Women's Lacrosse Analytics
Research Overview
I analyzed D3 women's lacrosse team and individual stats to uncover what most strongly correlates with wins, then built dashboards coaches and players can actually use.
The Question
Which stats best predict win percentage? How do team archetypes differ (pace, defense-first, efficiency)?
Data & Methods
- Collection: Selenium scraping from NCAA/3rd-party stat sites; CSV normalization.
- EDA: Correlation analysis; goals/game surfaced as strongest predictor of win%.
- Clustering: KMeans on standardized team features to identify archetypes.
- Viz: Tableau dashboards for coaches/players; interactive filters by team, season, position.
Key Findings
- Goals per game had the strongest correlation with win percentage; ground balls had the weakest.

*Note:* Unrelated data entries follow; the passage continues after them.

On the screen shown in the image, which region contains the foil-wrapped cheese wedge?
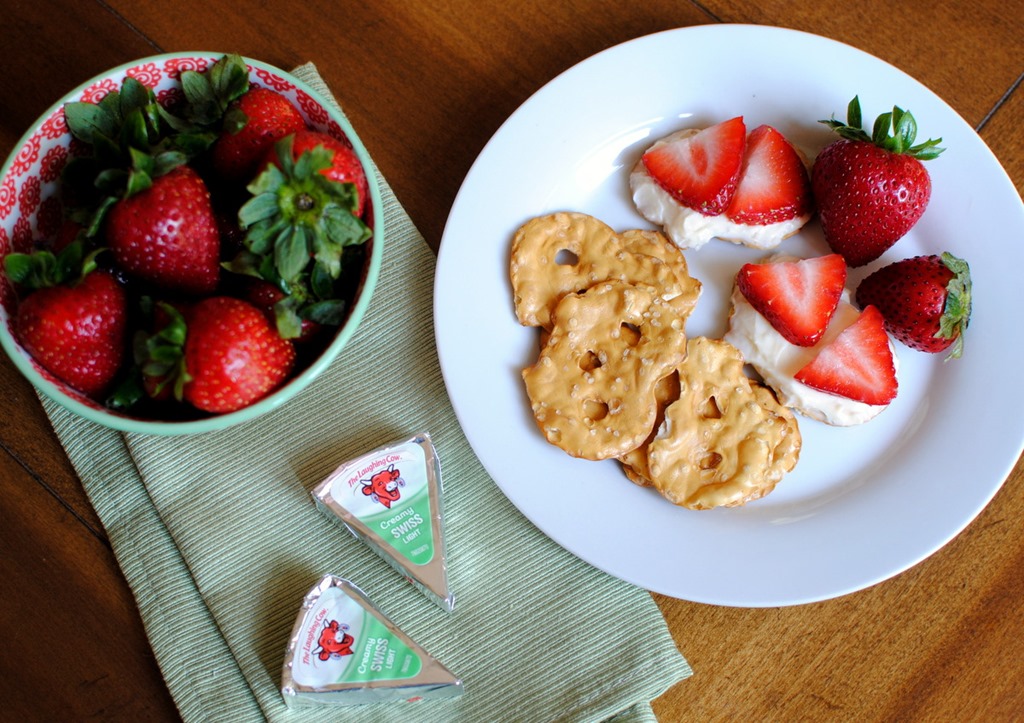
[312,432,455,611]
[281,575,463,706]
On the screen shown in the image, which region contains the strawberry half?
[857,252,971,359]
[736,254,846,346]
[795,306,897,405]
[642,116,746,216]
[725,125,814,225]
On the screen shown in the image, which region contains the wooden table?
[0,0,1024,721]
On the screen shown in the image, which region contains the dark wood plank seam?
[96,0,167,53]
[975,73,1024,133]
[0,441,111,549]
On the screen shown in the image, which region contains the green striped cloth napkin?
[43,65,690,721]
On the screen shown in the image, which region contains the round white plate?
[434,25,1024,607]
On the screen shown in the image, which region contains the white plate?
[434,26,1024,607]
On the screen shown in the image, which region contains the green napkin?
[43,65,690,721]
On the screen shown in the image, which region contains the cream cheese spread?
[630,128,812,249]
[725,287,899,427]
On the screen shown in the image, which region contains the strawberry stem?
[818,95,945,161]
[935,251,971,362]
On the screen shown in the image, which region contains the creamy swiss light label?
[292,587,423,688]
[331,443,434,565]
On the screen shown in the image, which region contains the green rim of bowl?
[0,51,384,435]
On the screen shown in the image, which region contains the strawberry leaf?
[302,299,348,327]
[65,102,117,143]
[273,226,311,282]
[818,95,945,161]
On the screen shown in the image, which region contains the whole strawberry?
[183,296,295,414]
[14,270,128,399]
[211,87,306,182]
[811,96,944,266]
[857,252,971,359]
[105,166,220,296]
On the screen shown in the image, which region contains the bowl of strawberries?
[0,52,383,434]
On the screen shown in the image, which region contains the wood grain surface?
[0,0,1024,721]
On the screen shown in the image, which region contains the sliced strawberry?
[643,116,746,216]
[725,126,814,225]
[736,254,846,346]
[795,306,897,405]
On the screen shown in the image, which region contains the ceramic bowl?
[0,52,384,434]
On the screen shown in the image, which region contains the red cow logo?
[359,465,406,509]
[317,620,355,661]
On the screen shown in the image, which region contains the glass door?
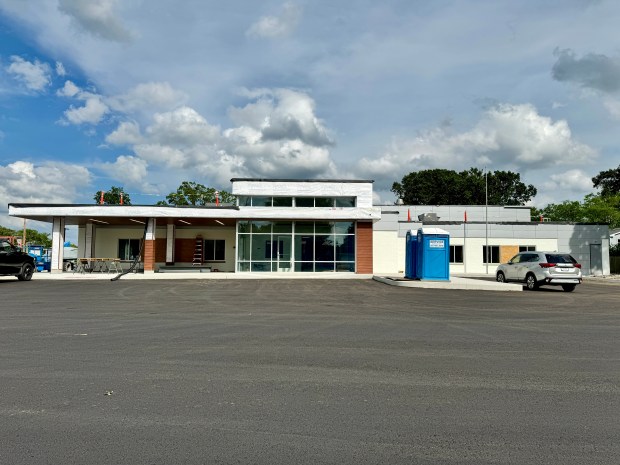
[273,235,293,271]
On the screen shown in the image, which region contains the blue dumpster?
[416,228,450,281]
[405,230,418,279]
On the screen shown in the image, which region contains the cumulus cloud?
[109,82,187,112]
[56,61,67,77]
[229,89,333,147]
[105,121,142,145]
[106,89,336,185]
[100,155,153,192]
[551,49,620,93]
[58,0,132,42]
[6,55,51,91]
[357,104,596,185]
[246,2,302,39]
[64,92,109,125]
[543,169,592,194]
[0,161,91,221]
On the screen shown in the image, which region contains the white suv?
[495,252,582,292]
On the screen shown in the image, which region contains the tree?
[0,226,52,247]
[592,165,620,197]
[392,168,537,205]
[157,181,236,206]
[93,186,131,205]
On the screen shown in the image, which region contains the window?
[450,245,463,263]
[204,239,226,262]
[118,239,140,260]
[482,245,499,263]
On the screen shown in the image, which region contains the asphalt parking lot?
[0,278,620,465]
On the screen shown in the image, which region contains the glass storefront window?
[273,221,293,234]
[295,197,314,207]
[336,197,355,208]
[333,221,355,234]
[252,196,271,207]
[314,197,334,207]
[252,221,271,234]
[237,221,355,272]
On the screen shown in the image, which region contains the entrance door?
[274,236,293,271]
[590,244,603,276]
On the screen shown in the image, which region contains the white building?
[9,178,609,275]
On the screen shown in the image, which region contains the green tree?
[93,186,131,205]
[157,181,236,206]
[392,168,537,205]
[540,194,620,229]
[592,165,620,197]
[0,226,52,247]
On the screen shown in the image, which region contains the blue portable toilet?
[405,230,418,279]
[416,228,450,281]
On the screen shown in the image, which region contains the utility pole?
[484,166,489,274]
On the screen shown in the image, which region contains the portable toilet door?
[405,230,418,279]
[416,228,450,281]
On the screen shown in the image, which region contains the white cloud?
[58,0,132,42]
[109,82,187,112]
[56,81,80,97]
[146,107,220,147]
[64,92,109,125]
[100,155,153,192]
[56,61,67,77]
[229,89,333,147]
[542,169,592,195]
[6,55,51,91]
[246,2,302,39]
[105,121,143,145]
[0,161,91,212]
[357,104,596,188]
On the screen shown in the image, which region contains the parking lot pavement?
[0,279,620,465]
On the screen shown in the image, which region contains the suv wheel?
[525,273,538,291]
[17,263,34,281]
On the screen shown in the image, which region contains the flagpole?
[484,166,489,274]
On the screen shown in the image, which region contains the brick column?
[144,218,156,273]
[166,224,176,265]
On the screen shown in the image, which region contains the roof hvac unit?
[418,213,439,223]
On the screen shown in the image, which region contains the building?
[9,178,609,275]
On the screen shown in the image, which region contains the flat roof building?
[9,178,609,275]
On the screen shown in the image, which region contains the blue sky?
[0,0,620,232]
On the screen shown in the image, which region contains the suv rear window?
[545,254,577,264]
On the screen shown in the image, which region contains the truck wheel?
[17,263,34,281]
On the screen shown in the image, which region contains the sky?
[0,0,620,230]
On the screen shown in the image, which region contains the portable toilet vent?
[415,228,450,281]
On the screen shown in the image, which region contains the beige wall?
[373,231,558,275]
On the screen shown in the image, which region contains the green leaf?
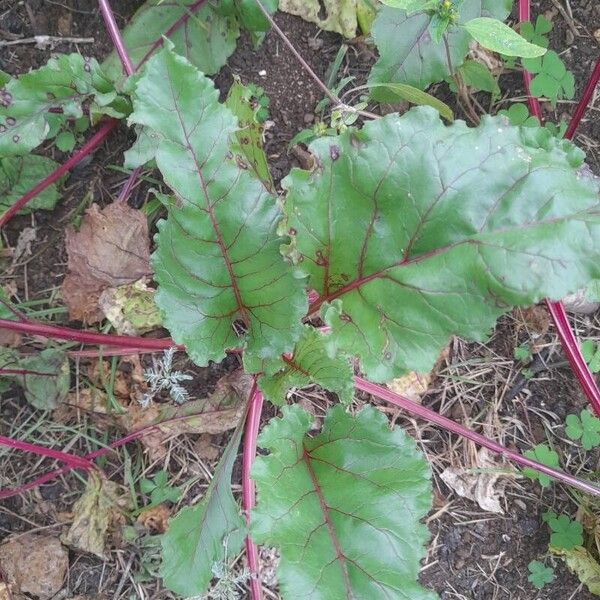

- Archetypes emerged (e.g., high-tempo offenses vs. low-tempo, defense-anchored teams).
Visualization & Analysis
Created comprehensive Tableau dashboards with interactive filters for coaches and players to explore team performance data. The dashboards included drill-down capabilities by team, season, and position, making the analysis accessible to non-technical stakeholders.
The visualizations helped identify key performance indicators and team archetypes that weren't immediately obvious from raw statistics. This data-driven approach provided actionable insights for coaching strategies and player development.
Outcome
Delivered dashboards and a write-up used for a final data analysis project; set groundwork for future player-level models.